Based on the results in section “Results,” namely, the IOD with a stronger western pole can lead to a stronger and earlier-peaking IOB, we now investigate whether the IOD with a stronger western pole can accelerate the termination of El Niño by regulating the development of the IOB. During November–December (0) when the weak SST anomalies of the IOD eastern pole in FD El Niño disappear, the large positive SST anomalies of the western pole stretch across the entire eastern tropical Indian Ocean (Fig. 2b). This is associated with enhanced convective activity over the entire tropical Indian Ocean (Fig. 6b). Correspondingly, the anomalous ascending motions are located in the equatorial Indian Ocean (Fig. 7c, d). Besides, the anomalous descending motions emerge over the western equatorial Pacific, which is out of phase with the circulation variation in the tropical Indian Ocean. These results indicate that the positive rainfall anomalies over the Indian Ocean can induce an anomalous Walker circulation with rising motions over the equatorial Indian Ocean and sinking motions over the western equatorial Pacific (Fig. 7c, d). Because the sinking center of anomalous Indo-Pacific Walker circulation during November–December (0) shifts eastward compared to that during September–October (0) (Fig. 7c, d vs. Fig. 7a, b), the lower-level easterly wind anomalies over the western flank of the sinking regions can invade the western equatorial Pacific. In the peaking phase of the IOB during January–February (1), these easterly wind anomalies intensify and extend further eastward (Fig. 6c), which can excite the eastward-propagating oceanic upwelling Kelvin waves17. These waves shallow the thermocline depth in the eastern tropical Pacific to terminate El Niño, as demonstrated previously16,43.

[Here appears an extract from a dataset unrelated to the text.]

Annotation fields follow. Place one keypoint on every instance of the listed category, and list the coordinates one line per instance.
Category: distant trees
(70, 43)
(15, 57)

Note that the IOB-induced rainfall (Fig. 6d–e) and Walker circulation (Fig. 7f) anomalies almost dissipate after winter, despite the occurrence of the positive SST anomalies in the tropical Indian Ocean. The rainfall anomalies in the tropical Indian Ocean during March–April (1) are characterized by a weak north-south dipole, with negative (positive) rainfall anomalies to the north (south) of the equator (Fig. 6d), which is consistent with previous findings44,45. It has been argued that such dipole rainfall anomalies rarely affect the atmospheric circulation over the western tropical Pacific45. Furthermore, the reinforced convective activity during July–August (1) (Fig. 6f) is not caused by the IOB because the IOB has vanished by that time (Fig. 2f). Nonetheless, the IOB-induced easterly wind anomalies over the western equatorial Pacific during winter can continue to amplify, and extend eastward via local positive feedback after March (1) (Fig. 6d–f), thus providing a continuous boost to El Niño decay. From spring to summer, the climatological northwestern Pacific monsoon trough, often associated with deep convection, is located in the northern periphery of these easterly wind anomalies (Fig. 8a–c). The lower-level anomalous anticyclonic flow associated with these easterly anomalies can suppress the convection over the monsoon trough regions (Fig. 6d–f). Then, the decreased convective activity over the western tropical Pacific in turn enhances the lower-level anticyclonic anomalies that facilitate the maintenance and enhancement of easterly wind anomalies over the western Pacific. In addition, during May–June (1) the enhanced east-west SST gradient due to the occurrence of negative SST anomalies over the eastern equatorial Pacific (Fig. 2e) further reinforces easterly wind anomalies and extends them eastward via the Bjerknes positive feedback46.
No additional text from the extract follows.